BASF, le plus grand producteur de produits chimiques au monde, dont le siège social est en Allemagne, envisage également de délocaliser une partie de sa main-d’œuvre en Asie et de licencier des travailleurs en Allemagne dans un contexte d’explosion des prix de l’énergie due à la crise en Ukraine et à la lourdeur bureaucratique en Allemagne.
L’Allemagne a-t-elle perdu sa compétitivité ?
L’Asie est dans une spirale économique ascendante, ce qui a des répercussions mondiales.
« Les entreprises allemandes ont déjà délocalisé une grande partie de leur production en Chine, en Inde et ailleurs, et cela va continuer », a déclaré M. Fratzscher.
Alors que la Chine commence à réduire la concurrence et à subventionner ses propres entreprises, « il devient plus difficile pour les entreprises allemandes d’être compétitives », en particulier dans un contexte de coûts élevés de l’énergie et de la main-d’œuvre en Europe.
Et quelle est la prochaine étape pour l’économie allemande ?
L’institut DIW prévoit « une stagnation de l’économie allemande cette année, suivie d’une reprise progressive dans les années à venir ». L’économie allemande s’est à nouveau contractée au deuxième trimestre 2024 et se trouve techniquement en récession, la production industrielle continuant de baisser.

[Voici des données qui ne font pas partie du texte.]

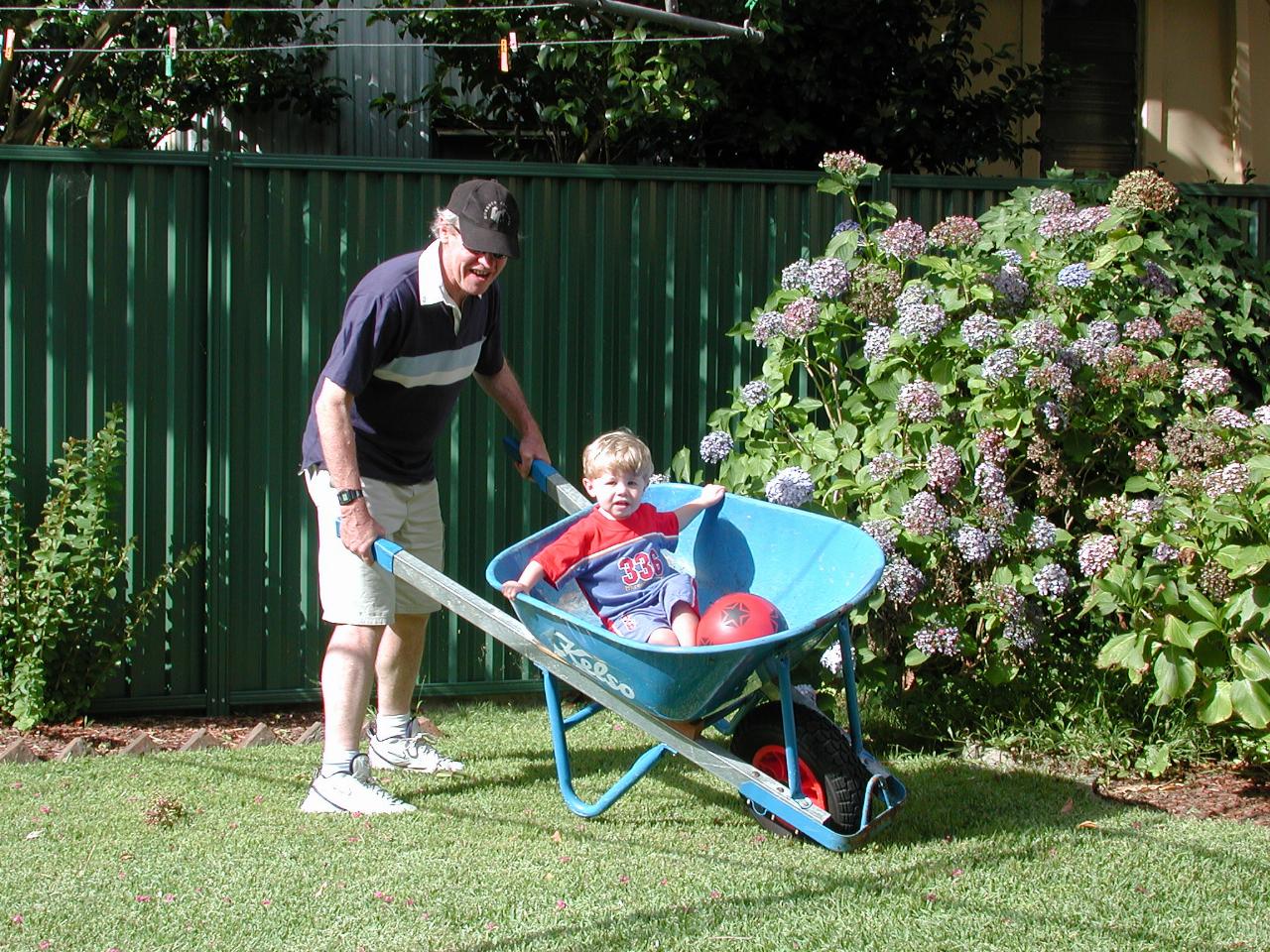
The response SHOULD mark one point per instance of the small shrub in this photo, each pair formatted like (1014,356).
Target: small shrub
(968,395)
(64,620)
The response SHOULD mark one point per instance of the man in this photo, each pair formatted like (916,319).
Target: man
(414,329)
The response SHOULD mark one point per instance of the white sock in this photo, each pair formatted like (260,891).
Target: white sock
(336,762)
(391,725)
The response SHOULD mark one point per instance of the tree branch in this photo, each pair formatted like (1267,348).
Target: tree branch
(35,126)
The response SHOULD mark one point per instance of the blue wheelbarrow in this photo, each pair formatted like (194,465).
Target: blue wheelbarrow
(797,771)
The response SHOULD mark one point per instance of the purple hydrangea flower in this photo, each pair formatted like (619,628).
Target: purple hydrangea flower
(980,330)
(715,447)
(795,275)
(844,163)
(991,480)
(1075,276)
(1011,285)
(1052,580)
(939,640)
(943,467)
(1042,535)
(884,532)
(919,317)
(1052,200)
(1039,334)
(902,580)
(792,486)
(885,465)
(924,516)
(974,543)
(878,343)
(802,316)
(1230,479)
(1096,553)
(1230,417)
(1001,365)
(956,231)
(769,325)
(754,393)
(828,278)
(1105,333)
(992,445)
(905,240)
(1205,381)
(832,657)
(919,402)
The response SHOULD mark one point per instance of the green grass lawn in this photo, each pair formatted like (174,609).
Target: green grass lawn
(493,861)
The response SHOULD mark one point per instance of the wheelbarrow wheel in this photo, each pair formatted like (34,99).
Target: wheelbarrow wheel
(832,774)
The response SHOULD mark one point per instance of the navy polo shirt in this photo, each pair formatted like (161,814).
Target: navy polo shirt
(404,357)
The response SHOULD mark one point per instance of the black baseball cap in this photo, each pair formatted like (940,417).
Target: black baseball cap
(488,216)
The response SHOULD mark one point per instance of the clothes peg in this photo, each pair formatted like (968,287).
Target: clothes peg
(171,54)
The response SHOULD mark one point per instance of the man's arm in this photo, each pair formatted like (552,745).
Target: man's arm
(506,391)
(358,531)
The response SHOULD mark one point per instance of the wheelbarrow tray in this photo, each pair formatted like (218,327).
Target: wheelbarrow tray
(811,566)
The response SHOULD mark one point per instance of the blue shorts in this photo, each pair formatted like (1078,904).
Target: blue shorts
(640,624)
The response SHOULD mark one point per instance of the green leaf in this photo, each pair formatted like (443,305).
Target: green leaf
(1180,634)
(1214,703)
(1128,244)
(1175,675)
(1123,652)
(1252,661)
(1251,702)
(1203,607)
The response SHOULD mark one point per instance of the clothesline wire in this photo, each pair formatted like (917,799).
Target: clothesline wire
(287,10)
(195,51)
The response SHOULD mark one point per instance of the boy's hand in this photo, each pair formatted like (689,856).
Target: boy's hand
(711,494)
(513,588)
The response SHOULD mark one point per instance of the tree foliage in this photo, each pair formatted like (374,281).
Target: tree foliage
(89,73)
(905,77)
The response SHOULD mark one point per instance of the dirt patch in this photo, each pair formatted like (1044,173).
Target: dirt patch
(168,733)
(1225,791)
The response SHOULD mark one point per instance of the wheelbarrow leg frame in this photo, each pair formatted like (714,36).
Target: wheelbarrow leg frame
(763,791)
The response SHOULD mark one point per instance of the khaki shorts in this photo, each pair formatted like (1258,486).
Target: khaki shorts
(356,593)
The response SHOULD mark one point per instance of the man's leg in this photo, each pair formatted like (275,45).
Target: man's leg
(345,683)
(397,664)
(394,742)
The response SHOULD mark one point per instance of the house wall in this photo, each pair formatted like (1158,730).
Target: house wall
(1199,86)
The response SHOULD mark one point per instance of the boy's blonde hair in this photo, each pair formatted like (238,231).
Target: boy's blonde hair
(616,451)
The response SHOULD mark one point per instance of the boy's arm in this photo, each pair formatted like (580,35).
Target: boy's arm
(531,576)
(711,494)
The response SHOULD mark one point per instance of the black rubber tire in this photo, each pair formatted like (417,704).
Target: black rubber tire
(824,748)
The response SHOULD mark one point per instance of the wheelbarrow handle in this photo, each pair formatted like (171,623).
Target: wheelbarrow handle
(385,548)
(540,470)
(549,480)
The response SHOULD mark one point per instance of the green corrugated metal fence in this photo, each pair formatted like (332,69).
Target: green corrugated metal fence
(202,293)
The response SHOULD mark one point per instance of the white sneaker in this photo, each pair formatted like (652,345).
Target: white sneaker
(353,792)
(411,753)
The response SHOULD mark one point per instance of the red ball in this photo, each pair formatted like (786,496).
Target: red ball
(739,617)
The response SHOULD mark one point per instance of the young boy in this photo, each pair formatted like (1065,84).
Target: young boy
(616,552)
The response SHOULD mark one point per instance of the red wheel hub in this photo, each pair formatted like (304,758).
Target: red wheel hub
(771,761)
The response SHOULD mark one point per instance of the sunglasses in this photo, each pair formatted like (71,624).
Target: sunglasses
(486,254)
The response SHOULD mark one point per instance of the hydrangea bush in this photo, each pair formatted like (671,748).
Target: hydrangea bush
(1028,412)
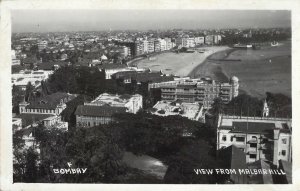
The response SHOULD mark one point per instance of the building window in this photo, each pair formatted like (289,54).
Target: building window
(283,141)
(253,145)
(240,139)
(253,156)
(224,138)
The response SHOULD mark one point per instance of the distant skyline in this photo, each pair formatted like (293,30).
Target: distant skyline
(97,20)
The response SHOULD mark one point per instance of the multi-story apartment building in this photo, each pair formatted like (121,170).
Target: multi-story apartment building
(42,45)
(199,40)
(202,90)
(51,104)
(139,47)
(163,44)
(22,78)
(145,46)
(157,45)
(102,109)
(217,39)
(260,138)
(169,43)
(150,45)
(188,42)
(209,39)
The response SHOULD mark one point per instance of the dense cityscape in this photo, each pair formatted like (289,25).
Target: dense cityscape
(126,106)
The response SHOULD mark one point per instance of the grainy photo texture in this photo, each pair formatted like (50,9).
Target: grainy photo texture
(151,96)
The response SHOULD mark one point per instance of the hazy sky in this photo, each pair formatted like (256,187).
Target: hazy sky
(89,20)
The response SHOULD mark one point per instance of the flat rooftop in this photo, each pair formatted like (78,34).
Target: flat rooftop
(254,124)
(189,110)
(112,99)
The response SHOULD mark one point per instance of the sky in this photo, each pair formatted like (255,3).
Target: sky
(97,20)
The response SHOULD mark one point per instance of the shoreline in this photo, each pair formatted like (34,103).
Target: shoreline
(181,64)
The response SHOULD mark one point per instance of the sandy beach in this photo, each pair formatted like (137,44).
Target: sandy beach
(181,64)
(259,71)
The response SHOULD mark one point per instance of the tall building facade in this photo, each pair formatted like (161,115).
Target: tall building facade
(197,90)
(260,138)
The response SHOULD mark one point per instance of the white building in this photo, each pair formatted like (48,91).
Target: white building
(260,138)
(188,42)
(132,103)
(42,45)
(199,40)
(22,78)
(193,111)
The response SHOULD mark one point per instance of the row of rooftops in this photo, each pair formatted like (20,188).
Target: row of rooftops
(187,82)
(49,101)
(262,125)
(143,76)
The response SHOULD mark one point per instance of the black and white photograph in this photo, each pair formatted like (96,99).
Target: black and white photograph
(151,96)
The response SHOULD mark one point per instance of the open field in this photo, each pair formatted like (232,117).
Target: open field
(259,71)
(180,64)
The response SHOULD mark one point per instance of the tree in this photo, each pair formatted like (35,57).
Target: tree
(217,106)
(31,167)
(29,91)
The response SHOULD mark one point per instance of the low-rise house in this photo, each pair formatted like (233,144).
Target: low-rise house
(132,103)
(264,138)
(93,115)
(50,104)
(141,77)
(104,107)
(111,69)
(193,111)
(22,78)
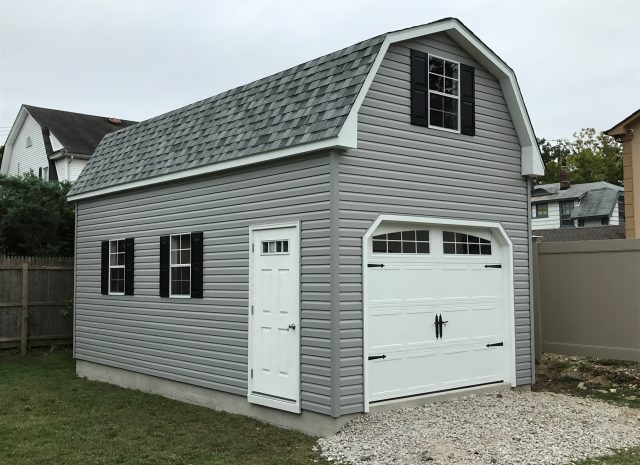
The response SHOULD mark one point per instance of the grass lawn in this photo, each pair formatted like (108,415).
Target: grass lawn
(48,416)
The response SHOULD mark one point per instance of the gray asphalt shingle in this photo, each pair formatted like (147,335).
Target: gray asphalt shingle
(307,103)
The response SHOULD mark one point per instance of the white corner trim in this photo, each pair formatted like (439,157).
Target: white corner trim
(220,166)
(510,340)
(532,164)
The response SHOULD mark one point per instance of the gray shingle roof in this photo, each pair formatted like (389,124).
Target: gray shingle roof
(599,202)
(307,103)
(551,192)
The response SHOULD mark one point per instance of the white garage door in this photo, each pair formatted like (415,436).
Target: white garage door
(435,309)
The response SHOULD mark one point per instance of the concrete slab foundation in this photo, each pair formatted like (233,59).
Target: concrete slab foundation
(310,423)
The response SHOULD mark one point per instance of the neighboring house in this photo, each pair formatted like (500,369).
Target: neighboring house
(54,144)
(576,205)
(593,233)
(348,231)
(627,131)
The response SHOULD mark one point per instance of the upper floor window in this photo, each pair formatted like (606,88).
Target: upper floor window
(444,98)
(542,210)
(413,242)
(566,209)
(180,265)
(116,267)
(454,243)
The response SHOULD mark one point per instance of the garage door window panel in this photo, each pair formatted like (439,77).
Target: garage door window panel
(455,243)
(402,242)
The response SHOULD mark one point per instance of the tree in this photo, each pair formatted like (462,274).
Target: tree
(35,217)
(589,157)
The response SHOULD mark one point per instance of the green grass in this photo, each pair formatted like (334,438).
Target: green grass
(48,416)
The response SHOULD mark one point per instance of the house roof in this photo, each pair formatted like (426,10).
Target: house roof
(600,202)
(309,107)
(620,129)
(594,233)
(78,133)
(552,192)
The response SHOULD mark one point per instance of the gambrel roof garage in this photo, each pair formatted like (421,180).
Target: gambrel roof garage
(352,230)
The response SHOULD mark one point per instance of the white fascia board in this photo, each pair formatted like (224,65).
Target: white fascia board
(334,142)
(532,164)
(13,133)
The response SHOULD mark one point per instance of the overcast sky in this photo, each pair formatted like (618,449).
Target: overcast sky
(577,62)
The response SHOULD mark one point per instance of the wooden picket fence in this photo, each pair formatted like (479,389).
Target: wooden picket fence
(35,301)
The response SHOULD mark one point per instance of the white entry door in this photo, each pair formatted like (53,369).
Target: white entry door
(274,317)
(435,309)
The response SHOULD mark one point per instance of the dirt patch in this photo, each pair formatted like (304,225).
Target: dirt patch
(613,380)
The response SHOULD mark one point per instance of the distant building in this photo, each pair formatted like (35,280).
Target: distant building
(624,132)
(562,205)
(54,144)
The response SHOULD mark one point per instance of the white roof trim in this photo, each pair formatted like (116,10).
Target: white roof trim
(220,166)
(532,164)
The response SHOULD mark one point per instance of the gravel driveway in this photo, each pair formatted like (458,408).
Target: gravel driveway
(509,427)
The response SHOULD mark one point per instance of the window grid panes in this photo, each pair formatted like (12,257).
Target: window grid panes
(566,209)
(411,242)
(454,243)
(116,266)
(275,247)
(542,210)
(443,93)
(180,260)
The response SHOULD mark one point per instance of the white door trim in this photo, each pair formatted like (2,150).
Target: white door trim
(261,399)
(509,286)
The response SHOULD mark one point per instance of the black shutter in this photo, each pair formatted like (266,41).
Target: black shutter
(104,264)
(419,93)
(164,266)
(467,101)
(128,266)
(196,264)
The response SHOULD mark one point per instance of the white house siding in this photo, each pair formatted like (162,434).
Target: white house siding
(204,341)
(55,143)
(550,222)
(69,169)
(399,168)
(614,219)
(22,158)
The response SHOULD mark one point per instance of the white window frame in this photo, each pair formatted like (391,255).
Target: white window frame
(262,252)
(172,266)
(117,266)
(444,94)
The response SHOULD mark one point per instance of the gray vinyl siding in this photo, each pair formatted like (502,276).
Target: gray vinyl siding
(204,341)
(403,169)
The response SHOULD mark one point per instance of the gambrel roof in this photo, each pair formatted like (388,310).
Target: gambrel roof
(309,107)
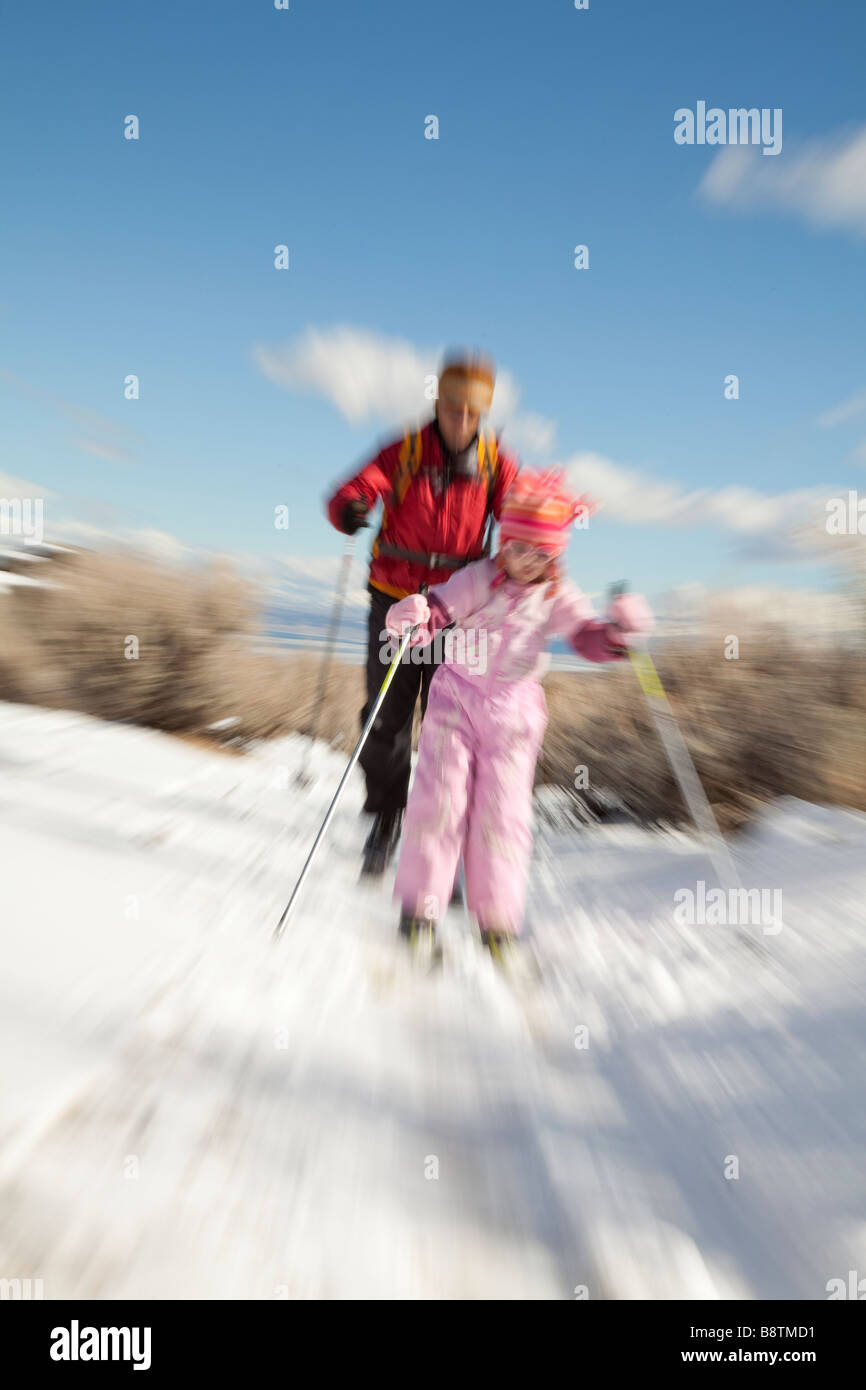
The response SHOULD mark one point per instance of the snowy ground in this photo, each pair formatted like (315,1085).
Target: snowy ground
(189,1109)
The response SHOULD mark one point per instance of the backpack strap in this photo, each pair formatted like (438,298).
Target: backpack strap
(488,467)
(409,462)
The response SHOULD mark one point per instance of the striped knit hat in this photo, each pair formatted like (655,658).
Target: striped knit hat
(540,509)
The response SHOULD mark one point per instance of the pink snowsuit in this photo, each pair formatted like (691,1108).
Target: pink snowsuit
(481,737)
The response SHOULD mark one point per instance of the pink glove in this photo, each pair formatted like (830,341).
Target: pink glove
(409,610)
(631,617)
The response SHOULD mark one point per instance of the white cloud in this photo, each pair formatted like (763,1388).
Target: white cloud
(824,181)
(642,499)
(21,488)
(370,377)
(845,410)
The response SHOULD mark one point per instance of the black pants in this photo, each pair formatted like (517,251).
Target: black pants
(387,754)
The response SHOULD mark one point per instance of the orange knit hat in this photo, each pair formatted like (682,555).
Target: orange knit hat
(469,378)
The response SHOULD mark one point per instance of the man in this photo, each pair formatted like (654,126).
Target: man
(441,487)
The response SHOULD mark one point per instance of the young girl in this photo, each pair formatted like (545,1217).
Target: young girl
(487,713)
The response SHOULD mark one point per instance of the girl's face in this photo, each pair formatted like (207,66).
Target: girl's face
(524,562)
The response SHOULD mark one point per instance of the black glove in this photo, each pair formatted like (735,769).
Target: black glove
(355,516)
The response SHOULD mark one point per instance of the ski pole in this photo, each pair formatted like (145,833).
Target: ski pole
(302,776)
(681,762)
(380,698)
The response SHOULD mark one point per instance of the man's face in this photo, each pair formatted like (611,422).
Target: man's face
(458,421)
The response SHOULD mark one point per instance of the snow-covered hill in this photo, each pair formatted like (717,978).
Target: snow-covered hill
(189,1109)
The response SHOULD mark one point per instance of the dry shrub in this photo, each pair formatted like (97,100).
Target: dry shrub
(780,720)
(783,720)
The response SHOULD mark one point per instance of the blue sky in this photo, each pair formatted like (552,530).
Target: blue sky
(306,127)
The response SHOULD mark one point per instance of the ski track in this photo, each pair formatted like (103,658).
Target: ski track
(189,1109)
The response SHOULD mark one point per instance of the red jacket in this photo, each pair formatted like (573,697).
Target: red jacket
(431,519)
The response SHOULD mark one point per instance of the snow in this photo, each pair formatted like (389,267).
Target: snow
(191,1109)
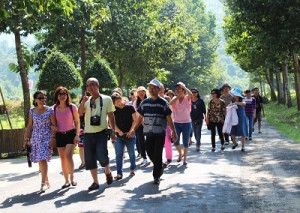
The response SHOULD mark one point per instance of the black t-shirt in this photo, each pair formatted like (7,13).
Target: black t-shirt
(124,118)
(259,101)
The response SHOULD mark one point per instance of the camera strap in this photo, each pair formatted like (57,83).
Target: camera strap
(101,104)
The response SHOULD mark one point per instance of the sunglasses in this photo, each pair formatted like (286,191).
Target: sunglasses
(62,94)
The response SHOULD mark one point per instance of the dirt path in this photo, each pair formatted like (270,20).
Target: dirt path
(264,179)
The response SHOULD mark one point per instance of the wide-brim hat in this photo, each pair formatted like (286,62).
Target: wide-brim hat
(141,88)
(237,92)
(226,85)
(155,82)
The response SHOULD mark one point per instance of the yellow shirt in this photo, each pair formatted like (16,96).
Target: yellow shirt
(107,108)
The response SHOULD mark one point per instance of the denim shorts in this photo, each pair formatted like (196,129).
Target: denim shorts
(95,148)
(185,129)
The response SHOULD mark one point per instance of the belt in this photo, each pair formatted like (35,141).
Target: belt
(72,130)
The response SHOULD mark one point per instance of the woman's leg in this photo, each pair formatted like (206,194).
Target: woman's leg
(130,143)
(64,163)
(168,144)
(69,156)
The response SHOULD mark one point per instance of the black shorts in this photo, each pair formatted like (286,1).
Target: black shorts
(62,139)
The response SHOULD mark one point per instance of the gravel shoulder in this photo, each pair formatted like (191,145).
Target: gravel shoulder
(266,178)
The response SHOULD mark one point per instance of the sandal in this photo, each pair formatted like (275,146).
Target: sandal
(94,186)
(66,185)
(82,166)
(118,177)
(109,178)
(234,146)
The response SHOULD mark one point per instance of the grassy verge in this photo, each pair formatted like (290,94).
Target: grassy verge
(286,120)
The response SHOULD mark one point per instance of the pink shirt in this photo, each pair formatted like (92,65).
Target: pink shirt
(65,121)
(182,110)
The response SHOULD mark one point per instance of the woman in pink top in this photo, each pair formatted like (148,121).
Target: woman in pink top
(181,106)
(68,131)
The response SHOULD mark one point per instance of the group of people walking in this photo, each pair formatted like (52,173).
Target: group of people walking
(147,124)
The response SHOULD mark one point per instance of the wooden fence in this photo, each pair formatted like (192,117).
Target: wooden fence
(11,141)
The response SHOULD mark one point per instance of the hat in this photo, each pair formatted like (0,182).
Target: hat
(226,85)
(179,83)
(236,92)
(155,82)
(118,90)
(141,88)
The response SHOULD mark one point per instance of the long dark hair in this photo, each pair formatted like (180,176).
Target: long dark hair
(57,90)
(36,94)
(138,101)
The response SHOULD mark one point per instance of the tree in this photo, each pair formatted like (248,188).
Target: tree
(22,17)
(57,71)
(100,70)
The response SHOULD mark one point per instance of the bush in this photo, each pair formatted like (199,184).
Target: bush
(100,70)
(58,70)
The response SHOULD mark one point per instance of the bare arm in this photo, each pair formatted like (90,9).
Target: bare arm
(112,122)
(135,125)
(171,124)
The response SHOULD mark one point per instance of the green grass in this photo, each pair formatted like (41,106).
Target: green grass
(286,120)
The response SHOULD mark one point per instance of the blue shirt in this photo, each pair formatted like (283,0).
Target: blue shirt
(155,114)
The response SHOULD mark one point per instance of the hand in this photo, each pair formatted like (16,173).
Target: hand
(52,143)
(130,134)
(85,98)
(174,136)
(53,128)
(76,140)
(113,136)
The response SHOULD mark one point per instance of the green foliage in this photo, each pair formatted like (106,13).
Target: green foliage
(58,70)
(100,70)
(287,121)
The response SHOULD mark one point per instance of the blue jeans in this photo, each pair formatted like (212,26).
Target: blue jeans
(120,143)
(197,127)
(95,148)
(250,124)
(185,129)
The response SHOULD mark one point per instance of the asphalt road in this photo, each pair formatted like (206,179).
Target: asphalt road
(266,178)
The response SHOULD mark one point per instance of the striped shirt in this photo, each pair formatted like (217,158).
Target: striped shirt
(250,106)
(154,113)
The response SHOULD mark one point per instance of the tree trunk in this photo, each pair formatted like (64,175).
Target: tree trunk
(83,54)
(270,80)
(121,74)
(286,84)
(279,87)
(23,74)
(297,78)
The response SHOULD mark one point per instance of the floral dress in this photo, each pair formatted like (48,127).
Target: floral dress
(41,135)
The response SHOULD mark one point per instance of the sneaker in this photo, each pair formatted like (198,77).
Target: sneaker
(94,186)
(109,178)
(118,177)
(156,181)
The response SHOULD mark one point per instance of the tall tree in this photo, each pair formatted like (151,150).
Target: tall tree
(22,17)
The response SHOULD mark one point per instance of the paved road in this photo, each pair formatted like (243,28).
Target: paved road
(264,179)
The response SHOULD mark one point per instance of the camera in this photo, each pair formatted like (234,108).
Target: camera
(95,120)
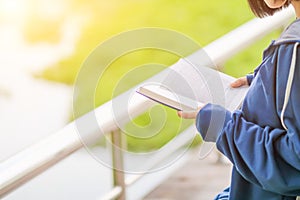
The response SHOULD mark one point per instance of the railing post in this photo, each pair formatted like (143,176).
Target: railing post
(118,163)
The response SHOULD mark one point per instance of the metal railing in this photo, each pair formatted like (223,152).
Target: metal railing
(34,160)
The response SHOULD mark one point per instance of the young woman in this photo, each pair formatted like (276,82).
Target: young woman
(262,140)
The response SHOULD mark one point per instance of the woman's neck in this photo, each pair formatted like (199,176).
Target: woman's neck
(296,5)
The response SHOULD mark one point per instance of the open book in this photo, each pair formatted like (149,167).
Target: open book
(187,87)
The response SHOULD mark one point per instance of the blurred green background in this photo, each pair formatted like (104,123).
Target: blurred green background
(99,20)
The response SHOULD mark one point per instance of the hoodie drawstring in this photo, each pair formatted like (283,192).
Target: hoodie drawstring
(289,84)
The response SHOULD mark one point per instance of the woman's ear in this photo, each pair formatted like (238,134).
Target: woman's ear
(275,3)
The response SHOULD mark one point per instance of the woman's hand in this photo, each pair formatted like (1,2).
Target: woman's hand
(239,82)
(189,114)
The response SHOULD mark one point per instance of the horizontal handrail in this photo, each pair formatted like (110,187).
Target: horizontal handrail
(183,139)
(27,164)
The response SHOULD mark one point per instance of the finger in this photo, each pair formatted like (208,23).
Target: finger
(239,82)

L’industrie automobile a été particulièrement touchée par la faible demande de véhicules électriques, en raison de la lenteur des investissements dans les infrastructures.
Mais Fratzscher se dit optimiste et estime que les grandes entreprises allemandes « ont toujours été très innovantes » après s’être réinventées plusieurs fois.
«Ils doivent se réadapter, se réformer. Et c’est le cas de Volkswagen et de nombreuses entreprises allemandes», ajoute-t-il.
Le gouvernement allemand peut-il aider ?
Fratzscher estime que le gouvernement ne devrait pas intervenir pour retenir les travailleurs.
« La transformation signifie le changement. Le changement signifie souvent la consolidation. Les entreprises doivent réduire leur taille pour pouvoir investir et développer de nouvelles technologies », explique-t-il.
Fratzscher ajoute que les efforts du gouvernement pour conserver les anciennes structures dans les grandes entreprises ne se limitent pas à l’Allemagne, mais sont également un phénomène européen.
« Souvent, des parties anciennes, des parties redondantes d’une économie doivent disparaître pour que de nouvelles parties puissent apparaître et réapparaître ou se développer », ajoute-t-il, suggérant que ces crises n’ont pas de solutions à court terme.
« Cela nécessitera une certaine résilience et des investissements continus au cours des cinq prochaines années et, espérons-le, au cours de cette période, l’économie allemande parviendra à gérer la transition. »
L’économie allemande étant largement dépendante de l’industrie automobile, ces licenciements massifs risquent d’accroître la désillusion de la population et de faire le jeu de l’extrême droite. Cela pourrait avoir un impact majeur sur les élections fédérales de l’année prochaine.